VoIP Business and Virtual PBX
Communications

Unified Communications Guru Joe Schurman

Joe Schurman has been working in unified communications somehow or other for a dozen years. A Microsoft MVP, Schurman started Evangelyze Communications, a UC ISV and consultancy. We caught up with Schurman, author of the book "Microsoft Voice and Unified Communications" to get the skinny on where Redmond is and where it's going.

"Bottom line, deploying a UC platform is an up-front cost that results taking everything into account-term and long-term savings." Joe Schurman, Microsoft MVP, Founder and CEO of Evangelyze Communications

Fast forward eight years with experience in integrating audio/video, enterprise voice, and collaboration, and working with clients and providers just as Microsoft, IBM and Avaya, including a two-year stint at prestigious Microsoft Innovation, I've experienced the massive shift in innovation and the future of UC capabilities.

These server platforms combined at the same time forming the Microsoft Unified Communications Platform. Through this platform, users leverage each server's client application, just as Microsoft Office Outlook for Exchange for enterprise e-mail, unified messaging, contacts and calendaring; the Microsoft Lync Client for enterprise instant messaging, enterprise voice, and audio/video communication, and a browser for Microsoft SharePoint external and internal sites.

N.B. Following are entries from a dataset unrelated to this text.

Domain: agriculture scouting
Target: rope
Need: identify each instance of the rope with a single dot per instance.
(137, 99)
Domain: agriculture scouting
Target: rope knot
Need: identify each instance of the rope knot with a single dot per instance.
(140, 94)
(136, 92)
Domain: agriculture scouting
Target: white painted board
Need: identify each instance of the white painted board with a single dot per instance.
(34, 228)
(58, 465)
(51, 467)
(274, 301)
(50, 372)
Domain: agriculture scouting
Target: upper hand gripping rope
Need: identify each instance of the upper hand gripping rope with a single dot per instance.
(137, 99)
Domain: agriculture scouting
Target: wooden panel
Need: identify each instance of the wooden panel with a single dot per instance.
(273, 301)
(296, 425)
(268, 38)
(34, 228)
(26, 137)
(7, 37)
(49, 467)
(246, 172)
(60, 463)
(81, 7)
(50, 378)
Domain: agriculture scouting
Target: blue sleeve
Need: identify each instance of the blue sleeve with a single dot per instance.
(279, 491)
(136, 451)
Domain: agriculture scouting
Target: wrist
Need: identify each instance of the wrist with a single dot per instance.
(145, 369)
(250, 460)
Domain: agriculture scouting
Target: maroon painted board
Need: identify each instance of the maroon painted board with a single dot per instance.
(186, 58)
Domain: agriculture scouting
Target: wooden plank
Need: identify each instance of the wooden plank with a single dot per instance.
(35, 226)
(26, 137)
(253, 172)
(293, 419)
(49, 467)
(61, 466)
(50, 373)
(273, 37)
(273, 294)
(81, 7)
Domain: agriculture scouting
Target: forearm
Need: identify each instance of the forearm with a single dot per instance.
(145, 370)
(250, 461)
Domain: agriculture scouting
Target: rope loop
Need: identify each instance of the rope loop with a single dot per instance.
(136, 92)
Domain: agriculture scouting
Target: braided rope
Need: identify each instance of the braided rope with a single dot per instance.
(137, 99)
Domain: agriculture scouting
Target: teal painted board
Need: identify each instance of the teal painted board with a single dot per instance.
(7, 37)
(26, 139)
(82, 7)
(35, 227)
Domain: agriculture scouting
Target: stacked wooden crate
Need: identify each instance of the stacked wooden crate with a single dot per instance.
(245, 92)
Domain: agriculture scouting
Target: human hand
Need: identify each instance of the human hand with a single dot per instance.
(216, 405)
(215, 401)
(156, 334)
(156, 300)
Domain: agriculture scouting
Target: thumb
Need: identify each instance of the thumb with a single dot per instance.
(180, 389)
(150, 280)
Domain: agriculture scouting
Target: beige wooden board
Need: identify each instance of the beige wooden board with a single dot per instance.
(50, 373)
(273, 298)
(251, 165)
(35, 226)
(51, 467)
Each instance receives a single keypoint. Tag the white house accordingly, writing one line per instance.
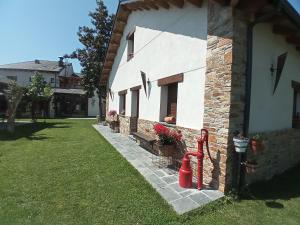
(222, 65)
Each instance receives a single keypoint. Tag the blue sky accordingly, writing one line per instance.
(46, 29)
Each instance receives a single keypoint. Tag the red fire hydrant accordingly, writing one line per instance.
(185, 172)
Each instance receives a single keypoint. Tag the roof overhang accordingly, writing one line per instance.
(69, 91)
(286, 20)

In working with clients, what is the most common app or tool first adopted? Do you see clients starting small and at the time adding more functions, and if so, what is a normal trajectory? From an enterprise e-mail standpoint, Microsoft Exchange Server is typically already deployed and in use, so as a matter of fact the main tool first adopted is enterprise instant messaging. Above all, it's a much easier project to engage in and does not affect the global communication of an organization's personnel. Moving to Microsoft Lync for enterprise voice—as with any other new enterprise voice solution—requires a company to either rip and replace or start with an augmented solution and then and there migrating over time. It's a much bigger bullet to bite especially when you consider integrated solutions just as IVR, hunt group and other voice-specific configurations that have been in place for decades that will need to be migrated to a new platform.

What I've seen

Based on what I've seen, unless the project is co-funded, a customer will wait until the contract terms are up for renewal with their existing telephony provider earlier even considering a switch. If a customer decides to deploy, the timeframe can be as short as six months and as long as one year for most enterprise organizations. This in effect has nothing to do with the innovation; this has to do with process, testing, migration and release.

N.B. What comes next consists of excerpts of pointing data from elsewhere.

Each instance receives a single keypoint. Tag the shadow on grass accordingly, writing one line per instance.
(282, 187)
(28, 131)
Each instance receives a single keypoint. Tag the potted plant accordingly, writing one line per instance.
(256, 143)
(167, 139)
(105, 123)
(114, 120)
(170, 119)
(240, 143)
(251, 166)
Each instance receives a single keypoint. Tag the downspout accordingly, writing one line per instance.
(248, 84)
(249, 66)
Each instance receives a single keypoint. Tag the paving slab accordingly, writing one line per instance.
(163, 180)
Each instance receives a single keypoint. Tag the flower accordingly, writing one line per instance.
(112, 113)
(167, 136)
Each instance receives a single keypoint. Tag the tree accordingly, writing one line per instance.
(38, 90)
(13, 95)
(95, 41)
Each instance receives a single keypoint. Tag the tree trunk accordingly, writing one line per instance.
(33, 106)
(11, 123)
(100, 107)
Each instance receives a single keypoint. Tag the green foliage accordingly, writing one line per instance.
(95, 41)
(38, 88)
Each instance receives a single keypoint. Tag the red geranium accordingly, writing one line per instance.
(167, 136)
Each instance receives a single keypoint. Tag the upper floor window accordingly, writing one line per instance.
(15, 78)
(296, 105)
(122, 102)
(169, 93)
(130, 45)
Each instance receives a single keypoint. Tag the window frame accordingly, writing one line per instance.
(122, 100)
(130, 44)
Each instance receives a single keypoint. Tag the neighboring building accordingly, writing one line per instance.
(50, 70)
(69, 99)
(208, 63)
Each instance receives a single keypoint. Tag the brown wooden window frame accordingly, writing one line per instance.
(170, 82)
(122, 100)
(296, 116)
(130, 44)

I've worked with many large enterprise financial institutions over the past 11 years and at times just updating Active Directory takes several months due to changing control policies. You as well have to realize what an enterprise voice deployment entails. In order to deploy any enterprise voice solution, you have to account for communication line configuration, IVR configuration, dial plans, branch services, scalability, security and permissions, Group Policy rules [in short on]. It's a massive undertaking, especially for a global organization, so these projects are not completed after all order. Most commonly I see clients establishing a foundation knowing that all UC platforms now and hereafter are software-based. Establishing a beach head with Microsoft Lync for enterprise instant messaging enables an organization with Microsoft's core UC focus, Presence. Allowing users to start leveraging the Lync client will enable the ability for easier integration of future modalities that the Microsoft Lync Server offers.